Ilha Formosa – Beautiful Island. This is what a group of Portuguese sailors, said to have been the first Westerners to lay eyes on the island, uttered upon seeing Taiwan for the first time. We imagine they must have been pretty enamoured. While not every Westerner has the same love-at-first-sight reaction to Taiwan, our Portuguese seafaring friends were just the first of many. With the lush mountains of Wulai, pulsating cities like Taipei, the stunning basalt cliffs of Penghu , excellent hiking in Taroko Gorge, not to mention some of the world’s best hot springs (we especially like the Taian Hot Springs), Taiwan cuts a figure as one of the most diverse destinations in Asia.
True, Taiwan hasn’t yet made it to the top of everybody’s ‘to visit’ list, but we think this is partially a result of people not quite knowing what Taiwan has to offer. But within the borders of this small, sweet-potato-shaped island barely the size of many American states lies a world of contrasts and a melange of cultural influences you’re not likely to find anywhere else on the planet.

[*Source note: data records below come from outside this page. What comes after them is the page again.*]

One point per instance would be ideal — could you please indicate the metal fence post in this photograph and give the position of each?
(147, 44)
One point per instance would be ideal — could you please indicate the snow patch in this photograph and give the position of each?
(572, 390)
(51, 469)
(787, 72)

In the first decade of the 21st century, Taiwan is increasingly drawing travellers of all stripes: from spiritual seekers looking to experience the island’s religious heritage to gourmands in search of the perfect night-market meal to computer geeks scanning the horizon for the latest high-tech gadgets. Taiwan offers visitors a hypermodern skin, an ancient Chinese skeleton and an aboriginal soul. And more than that, Taiwan has some of the world’s warmest people, affable to a fault and so filled with rénqíng wèi (which, roughly translated, means ‘personal affection’) that few who come to Taiwan a stranger leave that way.
Much has changed in the centuries since the Portuguese first saw Taiwan. Still, we think if the same group of sailors came back in the present day, they’d call it Ilha Formosa all over again.